Yerlerinden ve yurtlarından edilen insanlar güvenli yerlerde kamplarda yaşam mücadelesi veriyor.

Kamplarda çok zor şartlar altında, yokluk, yoksulluk ve mağduriyet içerisinde yaşama tutunuyorlar.

Kış ayı mevcut mağduriyeti daha da artırıyor.

Mazlum insanlar kamplarda, soğuk ve yağışlar karşısında savunmasız çadırlarda, çamurlar içerisinde hayata tutunmaya çalışıyorlar.

Kendilerine ulaşacak her türlü yardıma muhtaç durumdalar.

Bilhassa yağış ve soğuklardan koruyacak, onları sıcak tutacak her türlü yardıma.

Elleri ve ayakları üşüyen çocuklar, yürekleri donan anneler ve hastalığın pençesinde kıvranan yaşlılar.

Zor şartlar.

Savaşın istenmeyecek, çirkin ve acımasız yüzünü ve sonuçlarını bu kamplarda görmek mümkün.

Aç ve soğuktan üşüyen çocuğuna çare üretemeyen annenin yüreğindeki acının ne önemi olabilir, ‘büyük’ devletlerin ‘büyük’ hesapları yanında.

Ne önemi olabilir yaşanan onca acı ve dramın ‘büyük kazanımlar’ karşısında.

Gözlerimiz bu mağduriyeti görüyorken, yanı başımızda soğuktan etkilenen bu insanlara, sıcak hanelerimizde, içimiz sızlamadan, rahatsız olmadan, hiçbir şey yapmadan durabilir miyiz?

Merhamet insanoğluna yakışan en güzel elbisedir.

Şefkat insanoğlunun gösterdiği en erdemli davranışlardandır.

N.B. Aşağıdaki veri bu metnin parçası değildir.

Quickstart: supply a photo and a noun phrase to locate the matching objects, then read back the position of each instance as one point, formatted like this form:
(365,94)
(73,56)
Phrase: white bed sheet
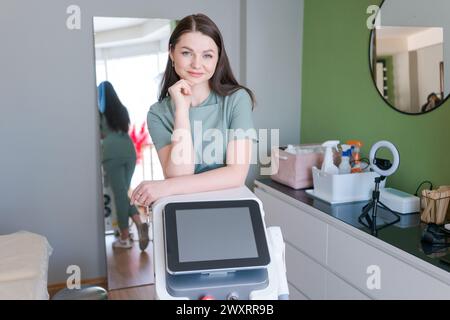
(24,260)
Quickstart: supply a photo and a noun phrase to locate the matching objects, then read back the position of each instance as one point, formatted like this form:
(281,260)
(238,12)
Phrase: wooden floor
(136,293)
(129,267)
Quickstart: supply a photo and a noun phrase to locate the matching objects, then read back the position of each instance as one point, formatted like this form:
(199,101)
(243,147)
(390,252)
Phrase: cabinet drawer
(305,274)
(302,230)
(350,258)
(294,294)
(338,289)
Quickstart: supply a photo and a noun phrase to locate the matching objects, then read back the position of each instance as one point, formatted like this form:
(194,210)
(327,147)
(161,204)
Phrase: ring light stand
(384,168)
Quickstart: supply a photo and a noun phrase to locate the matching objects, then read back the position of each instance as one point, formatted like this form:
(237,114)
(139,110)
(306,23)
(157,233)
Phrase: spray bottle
(328,163)
(356,157)
(345,166)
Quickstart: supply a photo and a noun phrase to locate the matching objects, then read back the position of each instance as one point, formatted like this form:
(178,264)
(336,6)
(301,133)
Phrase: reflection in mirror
(130,58)
(408,67)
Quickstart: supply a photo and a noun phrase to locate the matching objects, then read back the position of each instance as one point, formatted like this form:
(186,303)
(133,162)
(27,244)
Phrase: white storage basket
(340,188)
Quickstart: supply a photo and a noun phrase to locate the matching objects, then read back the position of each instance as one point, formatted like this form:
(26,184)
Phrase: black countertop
(405,235)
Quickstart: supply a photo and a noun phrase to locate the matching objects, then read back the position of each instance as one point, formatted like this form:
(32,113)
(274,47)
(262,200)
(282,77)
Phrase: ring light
(395,154)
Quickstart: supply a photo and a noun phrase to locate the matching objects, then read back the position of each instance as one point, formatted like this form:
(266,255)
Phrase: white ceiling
(107,24)
(399,32)
(114,32)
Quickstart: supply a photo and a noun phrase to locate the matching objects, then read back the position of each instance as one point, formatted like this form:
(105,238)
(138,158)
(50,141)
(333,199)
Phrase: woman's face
(195,57)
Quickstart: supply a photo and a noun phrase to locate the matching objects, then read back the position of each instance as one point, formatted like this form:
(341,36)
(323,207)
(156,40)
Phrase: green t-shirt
(214,122)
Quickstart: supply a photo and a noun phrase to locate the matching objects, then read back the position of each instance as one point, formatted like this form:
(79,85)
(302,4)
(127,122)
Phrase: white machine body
(276,270)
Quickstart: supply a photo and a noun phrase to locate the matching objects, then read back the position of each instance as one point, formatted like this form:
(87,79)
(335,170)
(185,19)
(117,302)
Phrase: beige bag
(436,205)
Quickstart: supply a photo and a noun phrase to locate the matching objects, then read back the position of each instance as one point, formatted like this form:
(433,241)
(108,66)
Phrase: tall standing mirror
(130,58)
(408,62)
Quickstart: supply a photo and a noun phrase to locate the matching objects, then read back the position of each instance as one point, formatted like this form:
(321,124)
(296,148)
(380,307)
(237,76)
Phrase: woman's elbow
(239,175)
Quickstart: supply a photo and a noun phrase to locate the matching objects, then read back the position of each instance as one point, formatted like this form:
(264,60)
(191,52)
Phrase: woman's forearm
(181,161)
(217,179)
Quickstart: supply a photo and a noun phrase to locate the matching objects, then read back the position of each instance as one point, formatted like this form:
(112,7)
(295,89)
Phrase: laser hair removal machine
(215,245)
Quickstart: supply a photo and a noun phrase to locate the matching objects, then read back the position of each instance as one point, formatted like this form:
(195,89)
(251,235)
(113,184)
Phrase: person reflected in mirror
(119,161)
(432,102)
(199,88)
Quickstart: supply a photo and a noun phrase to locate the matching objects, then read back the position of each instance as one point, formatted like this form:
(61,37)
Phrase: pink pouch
(295,170)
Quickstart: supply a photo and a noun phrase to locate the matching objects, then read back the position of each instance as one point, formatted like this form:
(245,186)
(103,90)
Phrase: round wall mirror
(407,54)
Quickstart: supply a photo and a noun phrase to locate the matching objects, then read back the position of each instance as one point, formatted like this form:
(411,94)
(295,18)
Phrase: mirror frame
(372,57)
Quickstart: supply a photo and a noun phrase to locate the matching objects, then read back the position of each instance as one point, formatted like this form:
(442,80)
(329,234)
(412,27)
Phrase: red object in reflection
(140,139)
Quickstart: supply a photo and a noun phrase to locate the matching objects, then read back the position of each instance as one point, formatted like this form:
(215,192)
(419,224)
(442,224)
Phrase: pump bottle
(328,165)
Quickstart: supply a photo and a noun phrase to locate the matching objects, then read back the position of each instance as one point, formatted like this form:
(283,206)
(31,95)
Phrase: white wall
(421,13)
(401,81)
(428,66)
(273,66)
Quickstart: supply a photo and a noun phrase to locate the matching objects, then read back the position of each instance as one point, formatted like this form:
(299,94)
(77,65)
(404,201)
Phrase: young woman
(119,161)
(202,126)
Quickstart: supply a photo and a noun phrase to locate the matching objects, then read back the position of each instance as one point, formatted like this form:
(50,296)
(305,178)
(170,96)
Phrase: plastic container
(341,188)
(295,170)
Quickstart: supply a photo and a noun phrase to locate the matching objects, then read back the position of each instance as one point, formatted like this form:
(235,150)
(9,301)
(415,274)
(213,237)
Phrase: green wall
(341,102)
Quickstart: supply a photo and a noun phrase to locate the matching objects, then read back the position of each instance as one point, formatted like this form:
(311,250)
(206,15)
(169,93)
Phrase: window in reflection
(409,67)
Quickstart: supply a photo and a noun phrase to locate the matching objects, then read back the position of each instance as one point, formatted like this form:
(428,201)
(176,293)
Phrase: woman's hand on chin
(148,192)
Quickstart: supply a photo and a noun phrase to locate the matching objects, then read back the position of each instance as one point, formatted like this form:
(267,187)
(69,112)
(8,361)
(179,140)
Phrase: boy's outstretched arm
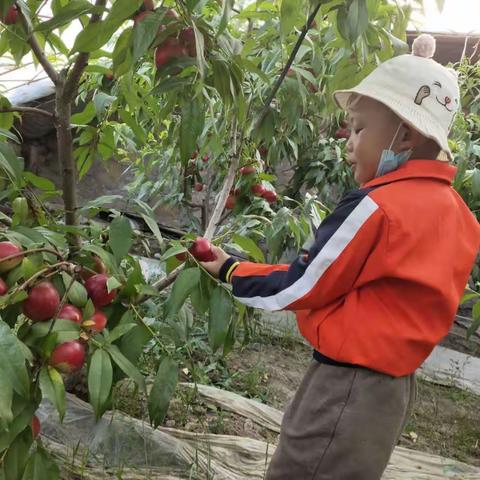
(342,244)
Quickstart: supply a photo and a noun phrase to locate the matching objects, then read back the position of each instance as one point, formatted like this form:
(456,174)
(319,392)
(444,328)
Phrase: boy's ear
(410,138)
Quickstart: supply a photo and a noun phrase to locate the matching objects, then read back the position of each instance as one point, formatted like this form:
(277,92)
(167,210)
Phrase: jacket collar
(433,169)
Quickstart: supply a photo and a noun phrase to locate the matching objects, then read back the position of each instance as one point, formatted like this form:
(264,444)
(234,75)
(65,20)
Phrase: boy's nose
(349,145)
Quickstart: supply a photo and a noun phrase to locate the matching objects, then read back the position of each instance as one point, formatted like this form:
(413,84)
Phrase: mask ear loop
(395,136)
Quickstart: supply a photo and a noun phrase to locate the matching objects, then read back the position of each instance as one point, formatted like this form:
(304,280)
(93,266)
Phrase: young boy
(381,284)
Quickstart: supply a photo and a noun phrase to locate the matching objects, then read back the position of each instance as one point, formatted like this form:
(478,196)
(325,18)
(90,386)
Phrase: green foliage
(161,123)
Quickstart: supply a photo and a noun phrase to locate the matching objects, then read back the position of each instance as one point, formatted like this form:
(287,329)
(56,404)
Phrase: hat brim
(422,121)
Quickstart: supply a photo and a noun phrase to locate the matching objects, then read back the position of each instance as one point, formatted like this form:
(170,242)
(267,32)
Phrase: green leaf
(77,295)
(73,10)
(129,120)
(40,466)
(476,320)
(162,391)
(66,330)
(144,33)
(6,395)
(89,310)
(119,331)
(100,375)
(249,246)
(120,237)
(16,457)
(22,416)
(100,202)
(122,54)
(51,383)
(153,225)
(126,366)
(200,296)
(191,126)
(290,15)
(95,35)
(39,182)
(12,361)
(10,163)
(186,281)
(11,136)
(172,251)
(357,19)
(220,312)
(476,183)
(85,117)
(106,257)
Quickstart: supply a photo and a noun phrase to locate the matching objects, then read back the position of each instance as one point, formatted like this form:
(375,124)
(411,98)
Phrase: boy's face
(372,128)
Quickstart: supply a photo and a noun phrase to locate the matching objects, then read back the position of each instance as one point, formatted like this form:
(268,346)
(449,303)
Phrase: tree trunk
(65,155)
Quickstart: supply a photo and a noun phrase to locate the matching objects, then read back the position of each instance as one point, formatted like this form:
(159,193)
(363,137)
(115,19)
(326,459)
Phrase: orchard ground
(445,420)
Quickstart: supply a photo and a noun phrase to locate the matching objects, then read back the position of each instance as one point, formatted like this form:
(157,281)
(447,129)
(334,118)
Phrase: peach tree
(204,100)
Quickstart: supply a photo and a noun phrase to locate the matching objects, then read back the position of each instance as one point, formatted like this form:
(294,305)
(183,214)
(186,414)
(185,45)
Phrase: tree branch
(73,78)
(36,111)
(38,51)
(227,185)
(280,79)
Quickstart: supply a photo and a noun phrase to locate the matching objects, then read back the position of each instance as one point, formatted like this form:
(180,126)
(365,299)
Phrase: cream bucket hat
(418,89)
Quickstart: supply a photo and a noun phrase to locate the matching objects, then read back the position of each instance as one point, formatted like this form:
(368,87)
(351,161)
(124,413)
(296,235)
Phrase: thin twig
(280,79)
(71,83)
(38,52)
(36,111)
(28,252)
(227,184)
(27,282)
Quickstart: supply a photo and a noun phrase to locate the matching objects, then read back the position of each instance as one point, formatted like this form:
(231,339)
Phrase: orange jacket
(382,282)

Merhamet ve şefkatimizi yitirmişsek, insanlığımızdan geriye ne kalır?

İdlib’deki kamplarda zor şartlar altında yaşayan bu mazlum insanlara elimizden geleni yapmamız, merhamet ve şefkatimizin, insanlığımızın bir gereğidir.

Avustralya’daki yangın

Dünyanın hali işte.

Bir yanı savaşlarla, soğuklarla imtihan ediliyor; diğer tarafı aşırı sıcaklarla, yangınlarla.

Her orman yangını, nerede olursa olsun, isterse dünyanın öbür ucunda olsun, yüreğimize düşüyor, nefesimizi daraltıyor.

Ağaçların cayır cayır yanması, ormandaki canlıların yangından dolayı yaşamını yitirmesi yürek burkan hadiseler.

Yangından kaçan hayvanların insanlara nasıl sığındığını, insanlara nasıl sarıldığını, insanların hayvanlara gösterdiği şefkat ve merhameti yansıtan o fotoğraf kareleri önemliydi.

Yeryüzünde galip gelmesini istediğimiz bir şey var ise, o savaşlar değil, şefkat, merhamet ve insanlık olmalıdır.

Yeryüzünü yaşanabilir bir yer yapacak olan anlayış savaş, kargaşa ve kaosla değil; ancak bu şekilde hayat bulabilir.